I pass through Liverpool Street Station regularly in the course of commuting between the Maison Des Girrafes and my job at the Submerged Log Company. The Kindertransports are remembered in this statue outside the station's main entrance.

I always imagine my mother as the small girl with the teddy bear. There is another, smaller statue in the main concourse near the entrance to the tube station ticket hall:


The footprints indicate the presence of another figure, now removed. I asked at the information desk recently why the statue had been removed. I was concerned, I explained to the helpful station staff person, because it meant a lot to me. She replied with barely concealed emotion that 'it means a lot to many of our customers' before assuring me that it had not been the victim of vandalism, and had just been taken away temporarily for renovation. I hope that's all it is, and that the statue will soon be replaced.

Some things, though, don't change. Berlin has once again been the scene of public displays of antisemitism, including chants of 'Jews to the Gas Chambers'. France, too, has seen a marked upswing in violence towards Jewish homes, shops and synagogues.

Demonstrations in London against Israel tend to be noisy if non-violent, though expressions of antisemitism here are also evident. There have been desecrations of Jewish cemeteries, swastikas daubed on headstones and other minor acts of vandalism. At a pro-Israel demo in Trafalgar Square I attended a few years ago, chants of 'kill the Jews' could be clearly heard from a counter-demonstration - giving the lie to the oft-expressed and mealy-mouthed sentiment that criticism of Israel isn't the same as antisemitism. It shouldn't be, but there are quite a few people, it seems, to whom this is a distinction without a difference. Why such people aren't immediately carted away for incitement to racial hatred beats me.

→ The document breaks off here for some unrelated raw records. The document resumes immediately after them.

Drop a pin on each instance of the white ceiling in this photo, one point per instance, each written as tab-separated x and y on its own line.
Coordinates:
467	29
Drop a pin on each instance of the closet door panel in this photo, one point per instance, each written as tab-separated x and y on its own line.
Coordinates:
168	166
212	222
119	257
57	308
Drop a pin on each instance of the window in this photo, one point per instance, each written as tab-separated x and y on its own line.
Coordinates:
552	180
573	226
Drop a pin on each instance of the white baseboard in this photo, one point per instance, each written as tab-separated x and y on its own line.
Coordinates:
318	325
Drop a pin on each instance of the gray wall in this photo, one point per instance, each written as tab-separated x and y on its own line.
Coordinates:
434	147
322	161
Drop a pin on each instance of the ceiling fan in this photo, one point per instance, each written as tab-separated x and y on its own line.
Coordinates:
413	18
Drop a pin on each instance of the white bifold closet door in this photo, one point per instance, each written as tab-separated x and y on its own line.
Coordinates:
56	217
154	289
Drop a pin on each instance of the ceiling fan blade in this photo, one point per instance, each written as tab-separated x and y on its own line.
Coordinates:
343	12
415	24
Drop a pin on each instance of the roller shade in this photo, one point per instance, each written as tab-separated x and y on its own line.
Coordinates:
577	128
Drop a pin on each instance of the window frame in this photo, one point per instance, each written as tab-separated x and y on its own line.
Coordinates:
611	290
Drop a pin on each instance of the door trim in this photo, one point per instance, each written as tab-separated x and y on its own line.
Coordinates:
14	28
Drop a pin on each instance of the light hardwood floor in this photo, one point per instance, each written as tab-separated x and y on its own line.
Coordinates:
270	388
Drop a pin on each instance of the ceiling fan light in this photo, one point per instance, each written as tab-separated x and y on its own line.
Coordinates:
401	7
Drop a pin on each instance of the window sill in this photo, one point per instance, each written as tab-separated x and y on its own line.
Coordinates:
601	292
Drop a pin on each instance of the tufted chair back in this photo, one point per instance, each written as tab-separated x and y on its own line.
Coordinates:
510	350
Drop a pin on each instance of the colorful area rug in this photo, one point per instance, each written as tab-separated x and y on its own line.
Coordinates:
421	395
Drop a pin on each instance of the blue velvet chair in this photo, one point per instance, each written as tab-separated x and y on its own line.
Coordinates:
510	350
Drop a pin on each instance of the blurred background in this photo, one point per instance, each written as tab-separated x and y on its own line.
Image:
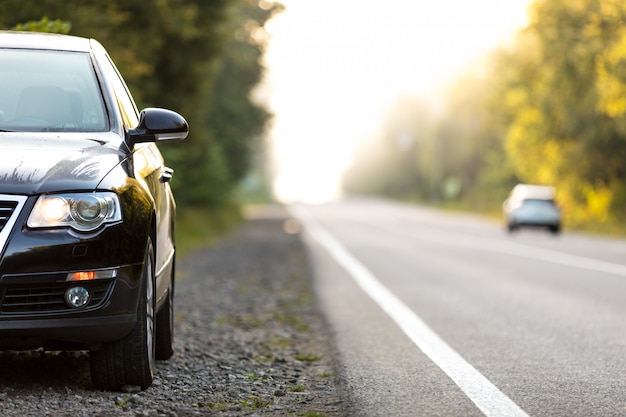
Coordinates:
449	103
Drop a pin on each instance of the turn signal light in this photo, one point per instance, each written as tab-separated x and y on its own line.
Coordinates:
82	276
90	275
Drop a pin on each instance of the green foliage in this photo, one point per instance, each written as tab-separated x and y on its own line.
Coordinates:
200	58
551	109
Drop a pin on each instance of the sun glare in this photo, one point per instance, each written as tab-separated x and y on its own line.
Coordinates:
334	67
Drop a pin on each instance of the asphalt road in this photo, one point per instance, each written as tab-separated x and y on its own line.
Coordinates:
441	314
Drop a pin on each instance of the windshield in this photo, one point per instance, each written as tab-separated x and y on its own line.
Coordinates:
49	91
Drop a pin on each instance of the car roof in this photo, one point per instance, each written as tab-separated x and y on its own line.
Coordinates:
38	40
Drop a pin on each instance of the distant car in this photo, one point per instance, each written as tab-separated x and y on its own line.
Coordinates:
532	206
87	251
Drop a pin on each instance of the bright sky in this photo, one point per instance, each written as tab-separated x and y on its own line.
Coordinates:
334	66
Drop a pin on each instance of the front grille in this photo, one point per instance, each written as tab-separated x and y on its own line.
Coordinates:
6	209
49	298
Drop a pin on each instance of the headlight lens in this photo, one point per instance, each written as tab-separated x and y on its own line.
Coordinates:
82	212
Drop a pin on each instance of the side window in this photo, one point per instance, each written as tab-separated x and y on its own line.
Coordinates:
125	101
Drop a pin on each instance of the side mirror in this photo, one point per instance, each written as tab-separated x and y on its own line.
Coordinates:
158	125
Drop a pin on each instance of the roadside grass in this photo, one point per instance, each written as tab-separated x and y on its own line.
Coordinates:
197	226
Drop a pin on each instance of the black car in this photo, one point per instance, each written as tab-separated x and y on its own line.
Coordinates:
87	252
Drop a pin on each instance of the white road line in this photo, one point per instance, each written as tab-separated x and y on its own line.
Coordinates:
487	397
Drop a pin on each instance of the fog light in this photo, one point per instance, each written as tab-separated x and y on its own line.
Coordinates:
76	297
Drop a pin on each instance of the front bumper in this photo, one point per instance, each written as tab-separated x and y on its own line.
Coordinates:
34	314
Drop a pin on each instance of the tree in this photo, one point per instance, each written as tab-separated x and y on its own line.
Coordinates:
562	99
200	58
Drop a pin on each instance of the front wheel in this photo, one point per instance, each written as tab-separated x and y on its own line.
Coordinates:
129	362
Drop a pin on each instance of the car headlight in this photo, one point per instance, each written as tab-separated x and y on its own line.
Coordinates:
81	211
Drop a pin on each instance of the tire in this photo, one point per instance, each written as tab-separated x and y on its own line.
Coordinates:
165	324
129	362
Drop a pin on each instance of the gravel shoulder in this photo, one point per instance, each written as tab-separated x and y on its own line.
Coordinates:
250	341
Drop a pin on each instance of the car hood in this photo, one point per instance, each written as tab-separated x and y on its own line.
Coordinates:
46	162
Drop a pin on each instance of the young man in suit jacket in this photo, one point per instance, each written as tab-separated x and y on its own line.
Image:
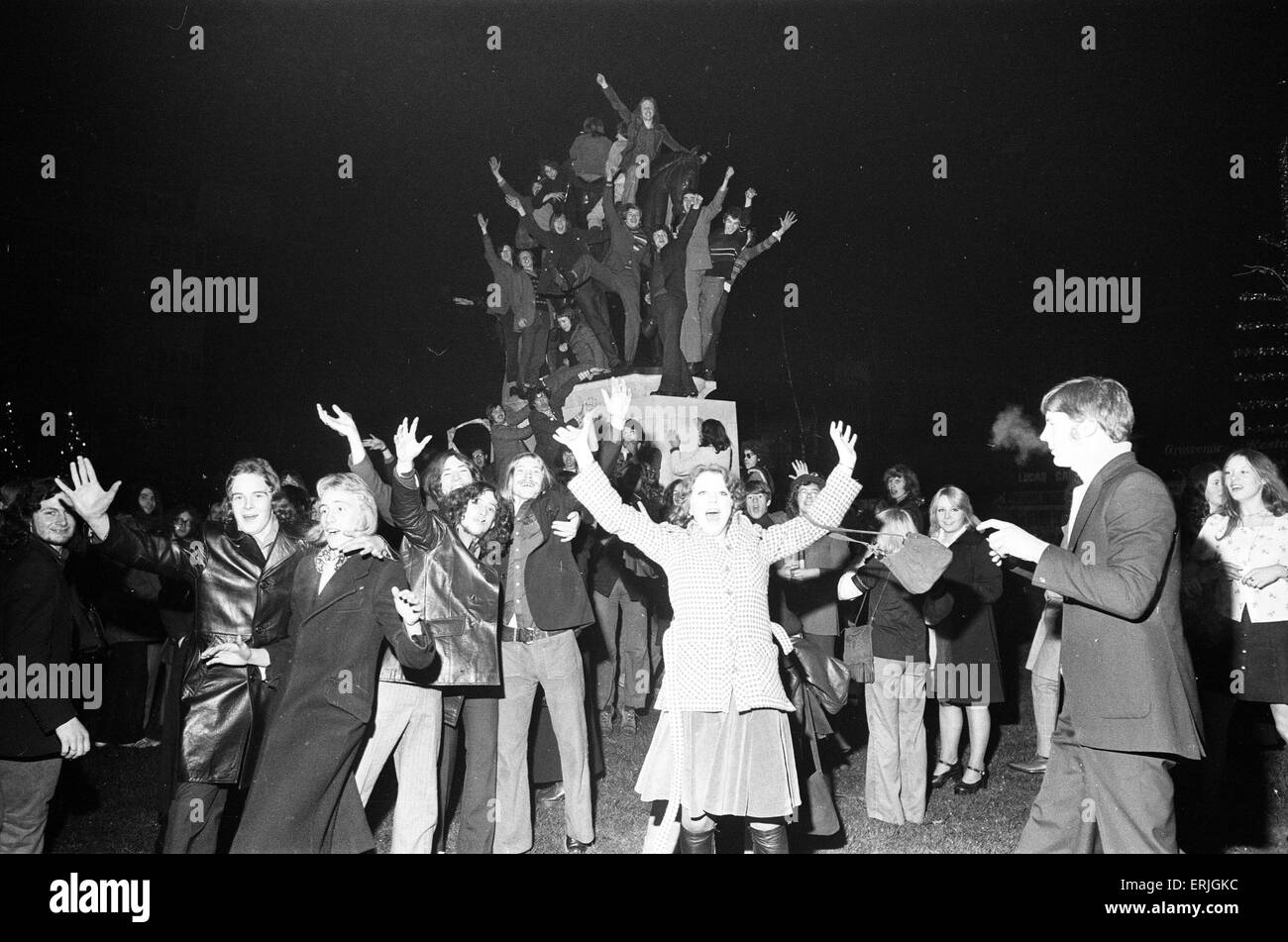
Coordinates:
1131	703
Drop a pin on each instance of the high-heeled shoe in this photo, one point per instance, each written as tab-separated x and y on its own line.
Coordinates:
953	771
970	787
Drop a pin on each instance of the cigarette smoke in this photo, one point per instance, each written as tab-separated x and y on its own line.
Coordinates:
1013	431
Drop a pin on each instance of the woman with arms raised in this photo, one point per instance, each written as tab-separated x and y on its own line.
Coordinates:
722	745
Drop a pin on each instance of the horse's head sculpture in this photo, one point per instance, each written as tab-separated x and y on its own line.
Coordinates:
668	181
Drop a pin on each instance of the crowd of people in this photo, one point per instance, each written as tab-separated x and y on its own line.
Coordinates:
299	654
415	609
616	219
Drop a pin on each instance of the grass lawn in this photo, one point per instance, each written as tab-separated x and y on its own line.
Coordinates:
106	802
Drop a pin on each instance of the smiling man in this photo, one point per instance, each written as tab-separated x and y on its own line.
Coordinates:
1131	704
38	607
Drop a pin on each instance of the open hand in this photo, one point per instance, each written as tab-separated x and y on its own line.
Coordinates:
617	403
369	545
231	654
1009	540
844	439
340	422
566	529
578	440
86	494
73	739
407	447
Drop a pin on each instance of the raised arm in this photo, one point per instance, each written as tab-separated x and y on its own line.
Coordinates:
343	424
828	508
622	111
398	614
540	236
596	494
712	209
500	270
408	514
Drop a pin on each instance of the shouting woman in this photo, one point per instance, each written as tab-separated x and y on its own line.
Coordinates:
722	745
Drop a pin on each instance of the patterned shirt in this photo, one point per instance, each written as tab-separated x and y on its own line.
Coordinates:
1247	547
527	537
720	644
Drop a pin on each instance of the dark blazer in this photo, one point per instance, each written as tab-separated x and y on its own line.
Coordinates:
557	592
37	624
303	798
240	596
1128	680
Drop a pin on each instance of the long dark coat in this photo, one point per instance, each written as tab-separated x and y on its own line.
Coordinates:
304	798
961	610
241	596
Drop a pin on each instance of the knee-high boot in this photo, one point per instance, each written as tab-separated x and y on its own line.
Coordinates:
769	839
697	842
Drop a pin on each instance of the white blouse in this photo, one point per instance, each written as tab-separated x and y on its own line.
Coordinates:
1248	547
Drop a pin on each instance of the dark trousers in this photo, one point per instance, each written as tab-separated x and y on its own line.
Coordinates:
677	379
532	351
511	348
708	360
478	792
1098	800
626	284
192	822
590	299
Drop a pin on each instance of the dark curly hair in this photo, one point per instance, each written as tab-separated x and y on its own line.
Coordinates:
27	497
713	434
455	504
794	491
432	478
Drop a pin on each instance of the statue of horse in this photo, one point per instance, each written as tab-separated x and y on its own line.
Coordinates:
668	180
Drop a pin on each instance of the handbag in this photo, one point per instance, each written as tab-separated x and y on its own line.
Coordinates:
918	563
827	675
90	640
858	653
858	646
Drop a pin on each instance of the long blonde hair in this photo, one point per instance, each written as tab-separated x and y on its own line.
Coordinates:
956	498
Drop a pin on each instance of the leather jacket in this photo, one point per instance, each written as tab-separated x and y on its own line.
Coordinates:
240	597
460	594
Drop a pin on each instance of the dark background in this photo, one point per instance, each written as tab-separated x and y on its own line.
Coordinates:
915	293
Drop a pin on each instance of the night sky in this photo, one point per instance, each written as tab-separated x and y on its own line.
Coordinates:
915	293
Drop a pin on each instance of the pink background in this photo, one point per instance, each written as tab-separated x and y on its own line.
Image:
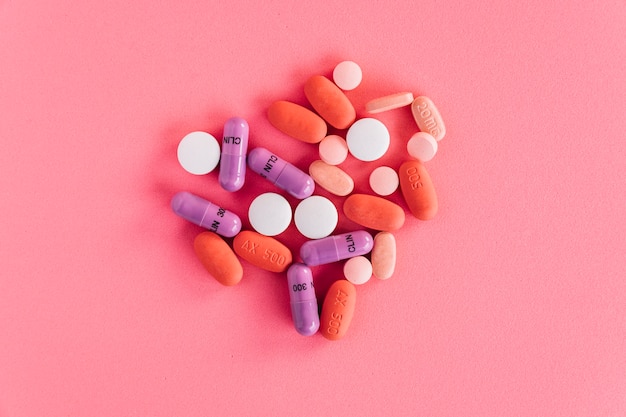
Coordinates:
511	302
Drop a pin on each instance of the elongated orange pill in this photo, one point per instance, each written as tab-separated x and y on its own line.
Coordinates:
218	258
338	309
297	121
418	190
331	178
262	251
373	212
329	102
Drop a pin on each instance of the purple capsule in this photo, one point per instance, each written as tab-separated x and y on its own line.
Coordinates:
233	157
304	309
281	173
335	248
206	214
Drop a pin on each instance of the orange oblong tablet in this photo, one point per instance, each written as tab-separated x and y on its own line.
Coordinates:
331	178
297	121
374	212
418	190
329	102
218	258
262	251
338	309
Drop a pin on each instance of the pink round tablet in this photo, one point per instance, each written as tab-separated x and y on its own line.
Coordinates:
384	180
357	270
347	75
333	150
422	146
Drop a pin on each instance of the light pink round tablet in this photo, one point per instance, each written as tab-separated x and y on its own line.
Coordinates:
422	146
357	270
333	150
384	180
347	75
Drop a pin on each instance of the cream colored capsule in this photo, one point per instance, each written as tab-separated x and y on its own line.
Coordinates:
384	255
331	178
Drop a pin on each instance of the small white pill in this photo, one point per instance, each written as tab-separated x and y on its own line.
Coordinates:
270	214
316	217
384	180
368	139
357	270
347	75
198	153
422	146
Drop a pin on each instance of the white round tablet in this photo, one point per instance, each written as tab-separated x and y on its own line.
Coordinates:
384	180
422	146
316	217
368	139
198	153
269	214
347	75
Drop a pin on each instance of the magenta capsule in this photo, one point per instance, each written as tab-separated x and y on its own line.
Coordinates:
281	173
206	214
233	157
304	310
337	247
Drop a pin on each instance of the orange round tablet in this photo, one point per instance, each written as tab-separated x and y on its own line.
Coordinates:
418	190
262	251
218	258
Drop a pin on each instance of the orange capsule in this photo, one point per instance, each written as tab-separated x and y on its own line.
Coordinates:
338	309
297	121
418	190
373	212
218	258
262	251
329	102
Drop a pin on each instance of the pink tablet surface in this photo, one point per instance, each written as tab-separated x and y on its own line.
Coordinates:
510	302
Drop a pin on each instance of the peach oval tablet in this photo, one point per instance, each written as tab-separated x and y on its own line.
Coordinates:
427	117
329	102
331	178
338	309
297	121
262	251
333	150
218	258
384	255
357	270
390	102
418	190
374	212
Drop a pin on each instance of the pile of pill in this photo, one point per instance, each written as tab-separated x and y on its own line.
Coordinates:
315	217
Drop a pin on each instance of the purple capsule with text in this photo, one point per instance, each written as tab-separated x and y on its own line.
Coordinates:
206	214
281	173
336	248
233	158
304	310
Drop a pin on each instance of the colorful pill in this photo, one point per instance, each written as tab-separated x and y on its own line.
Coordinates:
297	121
374	212
281	173
338	309
331	178
262	251
304	310
384	255
418	190
329	102
218	258
390	102
427	117
233	158
206	214
336	248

Someone once said that antisemitism is a beast that sleeps but lightly. My mother has made her home here. My father's family has lived here for several generations. I was born here and feel myself British to the core. At the moment, though, I do feel that I am being made to feel like I am alien in my own country. Shall we soon be seeking different places to hang our hats?

Or will our society wake up and smell the coffee?